If this PEP is accepted, the new TYPE_CHECKING constant will be the preferred approach and importing typing.TYPE_CHECKING will be deprecated. To minimize the runtime impact of typing, this deprecation will generate DeprecationWarning no sooner than Python 3.13’s end of life, scheduled for October 2029.

Instead, type checkers may warn about such deprecated usage when the target version of the checked program is signalled to be Python 3.14 or newer.

Backwards Compatibility

Since TYPE_CHECKING doesn’t prohibit assignment, existing code using TYPE_CHECKING will continue to work.

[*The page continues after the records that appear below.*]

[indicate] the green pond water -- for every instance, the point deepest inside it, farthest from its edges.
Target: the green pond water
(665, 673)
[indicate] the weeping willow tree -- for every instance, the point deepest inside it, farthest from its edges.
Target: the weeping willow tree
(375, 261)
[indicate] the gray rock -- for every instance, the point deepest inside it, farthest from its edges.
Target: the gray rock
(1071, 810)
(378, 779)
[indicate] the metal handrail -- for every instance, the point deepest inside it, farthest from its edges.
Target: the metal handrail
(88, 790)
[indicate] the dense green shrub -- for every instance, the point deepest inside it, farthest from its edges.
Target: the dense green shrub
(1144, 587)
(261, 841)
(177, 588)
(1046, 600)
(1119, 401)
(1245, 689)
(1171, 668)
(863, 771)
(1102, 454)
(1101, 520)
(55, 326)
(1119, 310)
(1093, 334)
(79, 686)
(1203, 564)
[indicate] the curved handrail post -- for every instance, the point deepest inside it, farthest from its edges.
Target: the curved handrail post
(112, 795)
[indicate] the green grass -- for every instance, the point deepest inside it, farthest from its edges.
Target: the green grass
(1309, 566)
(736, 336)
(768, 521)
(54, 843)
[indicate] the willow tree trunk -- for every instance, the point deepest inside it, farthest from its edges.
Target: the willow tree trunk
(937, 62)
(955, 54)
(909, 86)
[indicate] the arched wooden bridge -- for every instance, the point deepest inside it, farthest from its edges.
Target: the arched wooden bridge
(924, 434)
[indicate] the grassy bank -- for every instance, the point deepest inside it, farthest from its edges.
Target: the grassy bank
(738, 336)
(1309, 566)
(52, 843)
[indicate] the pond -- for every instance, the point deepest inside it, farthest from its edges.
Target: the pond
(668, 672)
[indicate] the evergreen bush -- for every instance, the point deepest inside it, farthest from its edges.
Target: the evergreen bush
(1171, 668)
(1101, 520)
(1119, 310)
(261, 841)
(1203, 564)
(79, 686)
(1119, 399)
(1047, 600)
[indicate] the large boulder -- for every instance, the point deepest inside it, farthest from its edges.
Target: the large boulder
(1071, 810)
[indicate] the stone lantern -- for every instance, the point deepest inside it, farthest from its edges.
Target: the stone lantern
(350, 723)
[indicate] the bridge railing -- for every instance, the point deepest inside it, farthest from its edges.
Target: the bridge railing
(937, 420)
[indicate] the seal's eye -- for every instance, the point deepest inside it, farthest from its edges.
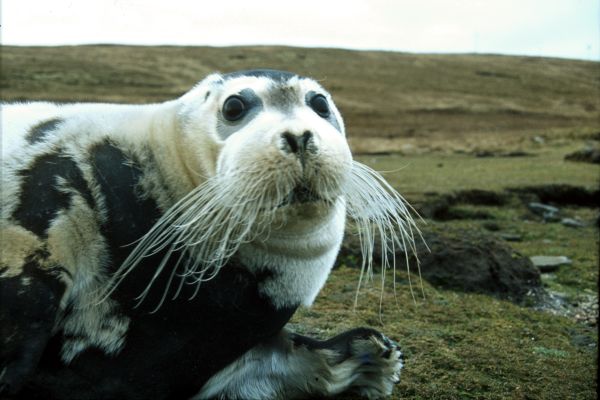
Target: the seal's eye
(320, 105)
(234, 108)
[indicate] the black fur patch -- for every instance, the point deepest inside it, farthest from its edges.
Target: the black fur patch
(272, 74)
(41, 130)
(341, 343)
(130, 213)
(40, 199)
(29, 305)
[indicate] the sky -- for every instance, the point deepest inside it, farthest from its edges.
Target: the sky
(553, 28)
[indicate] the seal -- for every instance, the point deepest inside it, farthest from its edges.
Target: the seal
(158, 251)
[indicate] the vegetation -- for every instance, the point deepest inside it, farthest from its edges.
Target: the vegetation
(423, 119)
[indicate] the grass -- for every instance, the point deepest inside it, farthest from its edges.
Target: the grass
(462, 346)
(415, 175)
(432, 113)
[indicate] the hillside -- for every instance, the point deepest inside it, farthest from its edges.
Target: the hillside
(382, 95)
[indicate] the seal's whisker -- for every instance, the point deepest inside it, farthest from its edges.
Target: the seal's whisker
(379, 212)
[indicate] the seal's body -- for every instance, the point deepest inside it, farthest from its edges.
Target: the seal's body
(157, 251)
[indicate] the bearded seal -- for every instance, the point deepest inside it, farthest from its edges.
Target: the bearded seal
(158, 251)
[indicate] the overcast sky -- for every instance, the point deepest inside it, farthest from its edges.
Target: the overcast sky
(556, 28)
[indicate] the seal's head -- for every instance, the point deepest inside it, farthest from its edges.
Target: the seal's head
(270, 130)
(271, 170)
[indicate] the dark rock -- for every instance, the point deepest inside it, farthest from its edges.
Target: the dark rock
(549, 263)
(572, 222)
(559, 194)
(549, 213)
(480, 197)
(485, 154)
(491, 226)
(518, 153)
(511, 237)
(472, 262)
(588, 154)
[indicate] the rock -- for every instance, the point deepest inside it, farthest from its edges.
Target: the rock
(572, 222)
(511, 237)
(475, 262)
(478, 197)
(549, 263)
(549, 213)
(491, 226)
(538, 140)
(588, 154)
(559, 194)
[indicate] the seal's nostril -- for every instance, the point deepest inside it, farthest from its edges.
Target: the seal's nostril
(297, 144)
(291, 141)
(306, 138)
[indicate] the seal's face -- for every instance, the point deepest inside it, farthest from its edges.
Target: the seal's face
(276, 132)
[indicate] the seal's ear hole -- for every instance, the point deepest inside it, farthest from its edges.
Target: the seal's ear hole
(234, 108)
(320, 105)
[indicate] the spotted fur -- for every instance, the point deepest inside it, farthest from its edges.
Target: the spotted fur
(157, 251)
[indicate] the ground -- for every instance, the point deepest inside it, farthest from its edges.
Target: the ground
(437, 124)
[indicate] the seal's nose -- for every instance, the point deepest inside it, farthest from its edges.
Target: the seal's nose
(297, 144)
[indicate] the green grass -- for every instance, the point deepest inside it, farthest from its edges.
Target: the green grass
(468, 346)
(416, 175)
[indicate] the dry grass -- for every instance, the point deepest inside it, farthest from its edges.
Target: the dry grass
(384, 96)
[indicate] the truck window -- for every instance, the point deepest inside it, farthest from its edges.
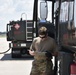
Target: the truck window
(49, 15)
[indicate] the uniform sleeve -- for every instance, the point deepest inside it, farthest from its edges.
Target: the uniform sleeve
(32, 47)
(55, 47)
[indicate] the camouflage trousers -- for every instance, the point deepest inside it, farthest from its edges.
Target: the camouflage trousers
(42, 67)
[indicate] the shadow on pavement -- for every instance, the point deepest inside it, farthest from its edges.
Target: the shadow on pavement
(8, 57)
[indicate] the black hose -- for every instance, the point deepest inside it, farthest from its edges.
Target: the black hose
(5, 51)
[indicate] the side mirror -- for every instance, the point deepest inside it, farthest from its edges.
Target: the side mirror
(43, 10)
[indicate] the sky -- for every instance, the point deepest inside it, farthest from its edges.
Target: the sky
(12, 10)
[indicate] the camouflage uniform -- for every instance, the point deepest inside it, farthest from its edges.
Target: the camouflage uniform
(42, 65)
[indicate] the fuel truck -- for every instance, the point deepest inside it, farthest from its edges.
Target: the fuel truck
(58, 17)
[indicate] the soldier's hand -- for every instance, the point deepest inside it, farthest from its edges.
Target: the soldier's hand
(31, 52)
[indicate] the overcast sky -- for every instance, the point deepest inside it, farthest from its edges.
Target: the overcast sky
(12, 10)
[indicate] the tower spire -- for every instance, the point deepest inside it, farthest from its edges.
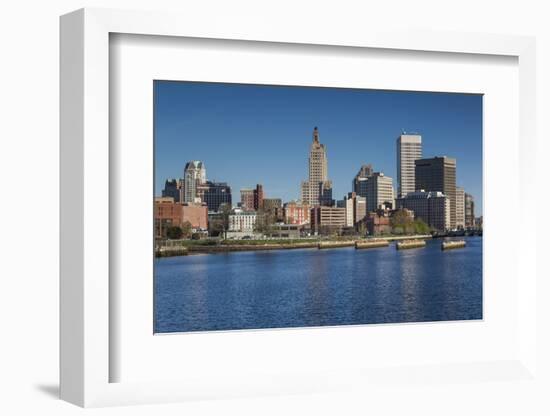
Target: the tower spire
(316, 135)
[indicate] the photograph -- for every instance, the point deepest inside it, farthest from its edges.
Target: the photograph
(302, 207)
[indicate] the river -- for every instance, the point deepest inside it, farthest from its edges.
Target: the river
(311, 287)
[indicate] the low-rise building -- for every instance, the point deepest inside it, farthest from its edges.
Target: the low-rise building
(286, 231)
(167, 214)
(274, 206)
(296, 213)
(196, 215)
(378, 222)
(242, 221)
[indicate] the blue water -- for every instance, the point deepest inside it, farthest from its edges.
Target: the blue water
(311, 287)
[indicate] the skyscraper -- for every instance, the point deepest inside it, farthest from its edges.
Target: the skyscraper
(438, 174)
(409, 149)
(317, 190)
(379, 191)
(258, 197)
(247, 199)
(469, 216)
(216, 194)
(194, 175)
(434, 208)
(359, 183)
(460, 216)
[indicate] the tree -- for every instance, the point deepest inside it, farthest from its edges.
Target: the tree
(186, 229)
(174, 233)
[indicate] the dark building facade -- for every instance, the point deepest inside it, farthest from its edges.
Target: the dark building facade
(171, 190)
(215, 194)
(275, 207)
(438, 174)
(258, 197)
(359, 183)
(469, 216)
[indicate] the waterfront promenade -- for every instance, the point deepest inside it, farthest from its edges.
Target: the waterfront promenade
(311, 287)
(185, 247)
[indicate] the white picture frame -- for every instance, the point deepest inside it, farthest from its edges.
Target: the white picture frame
(85, 353)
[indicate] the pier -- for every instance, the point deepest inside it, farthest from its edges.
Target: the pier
(371, 244)
(449, 245)
(407, 244)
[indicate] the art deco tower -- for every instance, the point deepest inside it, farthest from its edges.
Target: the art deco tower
(194, 175)
(317, 190)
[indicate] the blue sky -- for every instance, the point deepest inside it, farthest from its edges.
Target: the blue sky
(249, 134)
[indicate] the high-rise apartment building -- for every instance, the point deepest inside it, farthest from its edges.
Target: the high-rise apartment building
(296, 213)
(438, 174)
(247, 199)
(356, 209)
(469, 215)
(258, 197)
(194, 176)
(434, 208)
(274, 206)
(216, 194)
(460, 215)
(379, 191)
(317, 190)
(359, 183)
(409, 149)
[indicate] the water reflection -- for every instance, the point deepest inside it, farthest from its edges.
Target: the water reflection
(309, 287)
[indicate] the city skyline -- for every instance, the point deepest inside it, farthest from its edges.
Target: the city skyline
(243, 145)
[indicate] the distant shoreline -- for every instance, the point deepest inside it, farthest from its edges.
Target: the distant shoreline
(189, 247)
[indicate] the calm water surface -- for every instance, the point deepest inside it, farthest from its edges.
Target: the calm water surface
(311, 287)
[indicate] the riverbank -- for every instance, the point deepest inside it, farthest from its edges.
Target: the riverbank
(185, 247)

# This code will continue to work
TYPE_CHECKING = False
from typing import TYPE_CHECKING

User can remove the assignment to TYPE_CHECKING after they stop using Python 3.13 or older versions.

How to Teach This

  • Use if TYPE_CHECKING: for skipping type-checking code at runtime.
  • Use from typing import TYPE_CHECKING to support Python versions before 3.14.
  • Workarounds like TYPE_CHECKING = False or if False:  # TYPE_CHECKING will continue to work, but are not recommended.

Reference Implementation

Rejected Ideas

Eliminate type-checking-only code

It is considered to add real constant named __type_checking__ to eliminate type-checking-only code at compile time.

However, adding real constant to language increase complexity of the language. Benefit from eliminating type-checking-only code is estimated to be not enough to justify the complexity.

Optimize import typing

Future optimizations may eliminate the need to avoid importing the typing module for startup time.

Even with such optimizations, there will still be use cases where minimizing imports is beneficial, such as running Python on embedded systems or in browsers.

Therefore, defining a constant for skipping type-checking-only code outside the typing module remains valuable.